I have made comparison of the three algorithms in the accepted answer. I generated colors in cycle where only about every 400th color was used. Each color is represented by 2x2 pixels, colors are sorted from darkest to lightest (left to right, top to bottom).

1st picture - Luminance (relative)

0.2126 * R + 0.7152 * G + 0.0722 * B

2nd picture - http://www.w3.org/TR/AERT#color-contrast

0.299 * R + 0.587 * G + 0.114 * B

3rd picture - HSP Color Model

sqrt(0.299 * R^2 + 0.587 * G^2 + 0.114 * B^2)

4th picture - WCAG 2.0 SC 1.4.3 relative luminance and contrast ratio formula (see @Synchro's answer)

Pattern can be sometimes spotted on 1st and 2nd picture depending on the number of colors in one row. I never spotted any pattern on picture from 3rd or 4th algorithm.

If i had to choose i would go with algorithm number 3 since its much easier to implement and its about 33% faster than the 4th.

Perceived brightness algorithm comparison

  • 2
    To me this is the best answer because oyu use a picture pattern that let you perceive if different hues are rendered with th same luminance. For me and my current monitor the 3rd picture is the "best looking" since it is also faster then 4th that's a plus – GameDeveloper Jan 8 '15 at 21:21
  • 4
    Your comparison image is incorrect because you did not provide the correct input to all of the functions. The first function requires linear RGB input; I can only reproduce the banding effect by providing nonlinear (i.e. gamma-corrected) RGB. Correcting this issue, you get no banding artifacts and the 1st function is the clear winner. – Max Nov 10 '17 at 17:32

Below is the only CORRECT algorithm for converting sRGB images, as used in browsers etc., to grayscale.

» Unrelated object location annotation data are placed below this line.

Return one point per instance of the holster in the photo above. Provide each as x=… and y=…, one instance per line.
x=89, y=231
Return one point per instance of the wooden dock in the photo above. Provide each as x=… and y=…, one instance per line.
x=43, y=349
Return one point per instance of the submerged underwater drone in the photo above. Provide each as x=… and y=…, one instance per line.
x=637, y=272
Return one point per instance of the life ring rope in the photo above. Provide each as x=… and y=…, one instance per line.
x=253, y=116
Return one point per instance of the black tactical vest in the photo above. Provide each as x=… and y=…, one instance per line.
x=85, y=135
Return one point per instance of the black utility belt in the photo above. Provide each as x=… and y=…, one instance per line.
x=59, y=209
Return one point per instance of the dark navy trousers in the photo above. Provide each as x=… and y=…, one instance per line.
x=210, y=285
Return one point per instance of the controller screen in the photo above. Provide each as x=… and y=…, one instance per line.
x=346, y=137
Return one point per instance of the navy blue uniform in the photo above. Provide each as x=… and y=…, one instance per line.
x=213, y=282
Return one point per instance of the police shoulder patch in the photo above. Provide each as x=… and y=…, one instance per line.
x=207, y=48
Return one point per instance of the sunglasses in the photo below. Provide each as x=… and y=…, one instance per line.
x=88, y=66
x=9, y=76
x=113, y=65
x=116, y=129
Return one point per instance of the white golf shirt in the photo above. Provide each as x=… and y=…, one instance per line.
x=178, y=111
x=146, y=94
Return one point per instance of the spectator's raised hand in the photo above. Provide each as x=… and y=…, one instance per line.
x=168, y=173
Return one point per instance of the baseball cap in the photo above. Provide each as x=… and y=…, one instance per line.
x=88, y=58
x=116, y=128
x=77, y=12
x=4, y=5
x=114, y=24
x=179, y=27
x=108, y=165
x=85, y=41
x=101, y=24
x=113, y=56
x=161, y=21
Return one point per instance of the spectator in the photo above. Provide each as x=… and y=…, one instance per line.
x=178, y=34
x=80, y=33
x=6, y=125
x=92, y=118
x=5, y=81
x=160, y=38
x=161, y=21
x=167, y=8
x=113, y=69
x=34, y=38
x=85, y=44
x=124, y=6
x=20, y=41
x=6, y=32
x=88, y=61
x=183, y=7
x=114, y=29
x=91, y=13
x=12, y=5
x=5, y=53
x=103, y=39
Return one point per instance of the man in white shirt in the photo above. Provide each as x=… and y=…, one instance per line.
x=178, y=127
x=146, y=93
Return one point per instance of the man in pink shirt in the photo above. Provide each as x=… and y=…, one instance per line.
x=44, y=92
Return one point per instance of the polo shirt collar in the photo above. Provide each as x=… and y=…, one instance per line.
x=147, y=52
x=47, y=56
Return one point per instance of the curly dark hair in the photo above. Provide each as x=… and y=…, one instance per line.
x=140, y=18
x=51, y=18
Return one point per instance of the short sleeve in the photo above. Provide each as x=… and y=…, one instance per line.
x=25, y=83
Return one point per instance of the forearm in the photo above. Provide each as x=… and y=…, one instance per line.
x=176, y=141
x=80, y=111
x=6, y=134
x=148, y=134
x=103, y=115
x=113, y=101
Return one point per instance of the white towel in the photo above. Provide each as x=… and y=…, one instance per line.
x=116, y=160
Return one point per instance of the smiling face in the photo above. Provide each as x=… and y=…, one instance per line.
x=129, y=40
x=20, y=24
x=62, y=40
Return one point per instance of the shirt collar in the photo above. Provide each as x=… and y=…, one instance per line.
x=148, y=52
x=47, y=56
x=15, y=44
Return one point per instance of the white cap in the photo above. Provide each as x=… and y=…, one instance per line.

It is necessary to apply an inverse of the gamma function for the color space before calculating the inner product. Then you apply the gamma function to the reduced value. Failure to incorporate the gamma function can result in errors of up to 20%.

For typical computer stuff, the color space is sRGB. The right numbers for sRGB are approx. 0.21, 0.72, 0.07. Gamma for sRGB is a composite function that approximates exponentiation by 1/(2.2). Here is the whole thing in C++.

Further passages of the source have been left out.